Geld

Der Crash an den Börsen in der vergangenen Woche erinnert wieder einmal daran, auf welch weichen Boden unser gesellschaftliches Zusammenleben gebaut ist: auf kollektive Wahnsysteme (wenn man es nüchtern und deswegen wohl auf den ersten Blick provokativ formuliert).

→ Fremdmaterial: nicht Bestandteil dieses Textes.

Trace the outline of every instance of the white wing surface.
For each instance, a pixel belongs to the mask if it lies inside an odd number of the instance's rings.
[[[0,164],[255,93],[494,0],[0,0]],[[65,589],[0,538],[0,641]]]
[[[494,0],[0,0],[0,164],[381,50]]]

Denn Geld irgendeinen Wert zuzuschreiben ist ja eine höchst ungewöhnliche und unwahrscheinliche Angelegenheit. Sie ist eigentlich nur zu erklären, wenn man die Analogie zur Zuschreibung von Sinn zu irgendwelchen Lauten (Worten, Sätzen etc.) betrachtet. Die haben noch weniger materiellen Gehalt oder Wert als das Papier, aus dem die Geldscheine bestehen. Ihre Bedeutung erhalten beide erst durch den Gebrauch, d.h. durch ihre erlebbare Funktion in der Kommunikation. Man möchte einen Apfel kaufen, bietet dem Besitzer dafür diese Scheine oder Münzen an, und er trennt sich tatsächlich, manchmal sogar freudig, von seinem Eigentum. Offenbar hat er die Suggestion, dass dieser Zettel mit den Zahlen drauf zu irgendetwas gut sein könnte und ihm daher mindestens soviel Wert zugeschrieben werden sollte wie dem Apfel, akzeptiert.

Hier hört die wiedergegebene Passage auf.